It’s funny how people perceive things. During the last recession (2001-2002), being laid off meant something different than it means today. Back then, lay-offs were mostly in the technology sector due to the huge Internet bubble. Today, it seems that no industry is left unaffected. Being laid off back in 2001-2002 was more “on to the next big thing” while now it’s “when will there be a next thing?”.
This recession is much broader and deeper than the 2001-2002 one. It seems that no industry is immune from poor financial management and the greed of the few. It is always been clear that credit is the lubricant that not only keeps the financial machine but every other industry as well. Without it, business cannot purchase raw materials or create innovative products. Consumers without credit grind the economy to a halt. This, reinforces financial institutions caution to stop lending, which drives companies to stop producing, creating layoffs and sapping consumer buying power that drives the economy in the first place. Its a self perpetuating cycle that needs something to unjam it.

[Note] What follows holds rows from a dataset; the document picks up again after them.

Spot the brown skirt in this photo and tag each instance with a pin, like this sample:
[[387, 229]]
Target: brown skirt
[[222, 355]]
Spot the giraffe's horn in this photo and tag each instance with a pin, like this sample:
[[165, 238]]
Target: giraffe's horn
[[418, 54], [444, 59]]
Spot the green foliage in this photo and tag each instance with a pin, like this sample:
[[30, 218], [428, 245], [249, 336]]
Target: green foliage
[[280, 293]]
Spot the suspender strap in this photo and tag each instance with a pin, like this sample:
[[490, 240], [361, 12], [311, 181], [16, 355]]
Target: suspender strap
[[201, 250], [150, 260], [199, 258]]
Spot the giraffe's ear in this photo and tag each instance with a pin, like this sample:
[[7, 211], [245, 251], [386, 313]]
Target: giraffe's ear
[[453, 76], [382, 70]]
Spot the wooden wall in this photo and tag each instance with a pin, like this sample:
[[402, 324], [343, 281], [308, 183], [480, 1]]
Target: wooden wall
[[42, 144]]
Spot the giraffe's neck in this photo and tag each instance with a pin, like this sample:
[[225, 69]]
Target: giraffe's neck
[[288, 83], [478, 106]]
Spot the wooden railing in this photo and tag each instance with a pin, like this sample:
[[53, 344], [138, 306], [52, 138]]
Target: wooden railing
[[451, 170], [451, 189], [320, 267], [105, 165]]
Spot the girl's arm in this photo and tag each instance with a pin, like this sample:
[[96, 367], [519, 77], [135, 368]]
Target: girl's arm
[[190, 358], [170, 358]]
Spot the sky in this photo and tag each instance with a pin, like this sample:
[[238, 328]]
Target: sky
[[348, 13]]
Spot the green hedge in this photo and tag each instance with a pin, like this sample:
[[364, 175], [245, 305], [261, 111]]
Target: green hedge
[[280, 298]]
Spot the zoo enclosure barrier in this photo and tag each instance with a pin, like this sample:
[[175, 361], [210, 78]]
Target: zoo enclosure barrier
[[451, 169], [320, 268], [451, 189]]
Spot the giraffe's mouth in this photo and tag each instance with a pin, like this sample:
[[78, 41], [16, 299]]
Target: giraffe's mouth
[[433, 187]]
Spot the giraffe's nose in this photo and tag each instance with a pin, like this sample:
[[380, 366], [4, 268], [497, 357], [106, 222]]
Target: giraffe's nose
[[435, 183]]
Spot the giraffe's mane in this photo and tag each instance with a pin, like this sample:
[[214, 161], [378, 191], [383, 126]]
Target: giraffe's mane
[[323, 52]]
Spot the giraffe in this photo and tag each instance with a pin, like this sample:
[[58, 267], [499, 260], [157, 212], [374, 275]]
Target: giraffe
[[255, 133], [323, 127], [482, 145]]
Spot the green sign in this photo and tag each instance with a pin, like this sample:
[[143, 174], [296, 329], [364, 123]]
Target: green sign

Being laid off is a scary experience. Being laid off now is down right terrifying. Not knowing when things will get moving again just adds to the overall level of anxiety that most people feel. Some of this anxiety is healthy but the majority of it is just down right fear. Fear of the unknown tomorrow that only perpetuates the fear of today. We cannot be fearful now. We must be optimistic that this is just a temporary setup and that conditions will turn around — it is just a matter of time.